U.S. patent application number 09/893779 was filed with the patent office on 2003-01-02 for on-die cache memory with repeaters.
This patent application is currently assigned to Intel Corporation. Invention is credited to Bhushan, Bharat, Smits, Kenneth R..
Application Number | 20030005222 09/893779 |
Document ID | / |
Family ID | 25402081 |
Filed Date | 2003-01-02 |
United States Patent
Application |
20030005222 |
Kind Code |
A1 |
Smits, Kenneth R. ; et
al. |
January 2, 2003 |
On-die cache memory with repeaters
Abstract
A cache memory organized into banks of subarrays includes
repeaters for connecting to the data provided by the subarrays to a
global data bus. The repeaters comprise a logic gate providing
either a NAND or NOR function coupled in series with an inverter.
The logic gate has a first input connected to receive a first logic
value of a bus line, and a second input coupled to receive data
output from a subarray. The inverter drives the first logic value
onto the bus line when the cache bank subarray is inactive, and
drives the data value from the subarray onto the bus line when the
cache bank subarray is activate.
Inventors: |
Smits, Kenneth R.; (San
Ramon, CA) ; Bhushan, Bharat; (Cupertino,
CA) |
Correspondence
Address: |
Bradley J. Bereznak
Blakely, Sokoloff, Taylor & Zafman LLP
Seventh Floor
12400 Wilshire Boulevard
Los Angeles
CA
90025-1030
US
|
Assignee: |
Intel Corporation
Santa Clara
CA
|
Family ID: |
25402081 |
Appl.
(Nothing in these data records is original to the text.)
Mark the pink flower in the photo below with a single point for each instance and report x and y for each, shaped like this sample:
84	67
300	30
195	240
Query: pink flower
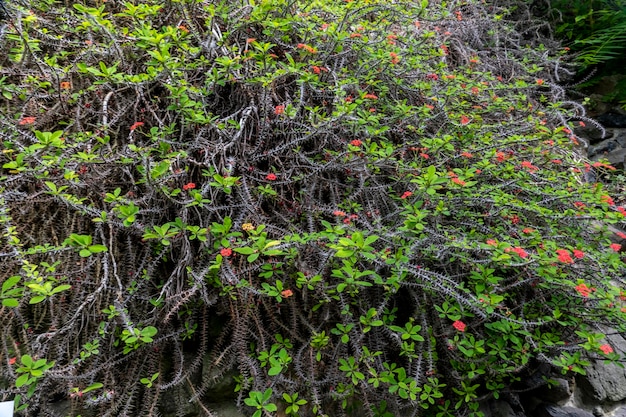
459	325
583	290
564	256
458	181
26	120
521	252
606	349
136	125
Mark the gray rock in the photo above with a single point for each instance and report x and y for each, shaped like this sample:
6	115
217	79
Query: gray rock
606	381
556	411
555	394
619	412
499	408
603	148
612	119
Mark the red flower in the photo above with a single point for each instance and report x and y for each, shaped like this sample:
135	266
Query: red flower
528	165
606	349
521	252
564	256
26	120
458	181
607	199
459	325
136	125
583	290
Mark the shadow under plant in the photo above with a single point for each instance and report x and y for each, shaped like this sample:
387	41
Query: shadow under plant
380	204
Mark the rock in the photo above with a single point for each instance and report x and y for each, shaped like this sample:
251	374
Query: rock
556	411
554	394
603	148
619	412
612	119
606	382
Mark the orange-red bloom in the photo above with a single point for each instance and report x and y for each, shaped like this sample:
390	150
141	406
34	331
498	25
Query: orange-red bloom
606	349
459	325
26	120
136	125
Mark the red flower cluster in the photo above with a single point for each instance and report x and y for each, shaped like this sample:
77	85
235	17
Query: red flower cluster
307	48
529	166
564	256
583	290
26	120
136	125
520	251
459	325
606	349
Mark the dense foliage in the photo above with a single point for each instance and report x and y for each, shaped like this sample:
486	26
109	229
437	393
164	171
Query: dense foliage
355	205
596	32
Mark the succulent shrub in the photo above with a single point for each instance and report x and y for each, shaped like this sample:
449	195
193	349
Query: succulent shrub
372	207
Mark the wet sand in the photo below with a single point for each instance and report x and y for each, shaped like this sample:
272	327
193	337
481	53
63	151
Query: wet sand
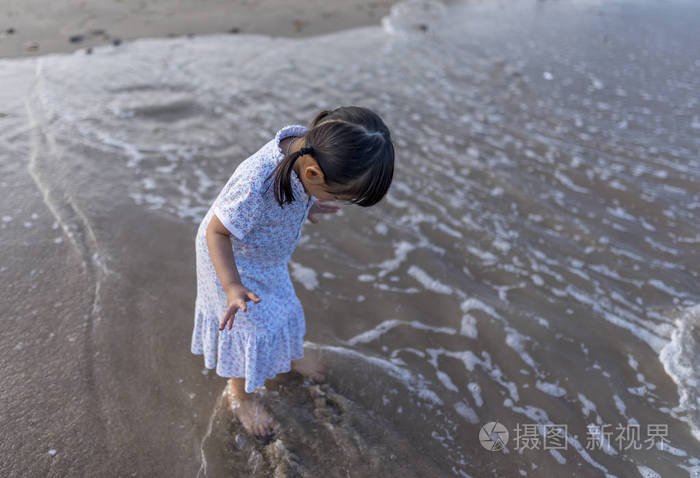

No.: |
09/893779 |
Filed: |
June 27, 2001 |
Current U.S.
Class: |
711/118 ;
711/E12.042 |
Current CPC
Class: |
G06F 12/0895
20130101 |
Class at
Publication: |
711/118 |
International
Class: |
G06F 013/00 |
Claims
We claim:
1. A repeater for series connection with a bus line, comprising: a
receiver node coupled to receive a first logic value of the bus
line; a driver node coupled to drive the bus line; a data input
node coupled to a logic block, when in an active state the logic
block providing a data value of either the first logic value or a
second logic value to the data input node, when in an inactive
state the logic block providing the first logic value to the data
input node; logic having inputs coupled to the receiver and data
input nodes, and an output coupled to the bus driver node, the
logic to drive the first logic value on the bus line when the logic
block is in the inactive state, and to drive the data value onto
the bus line when the logic block is in the active state.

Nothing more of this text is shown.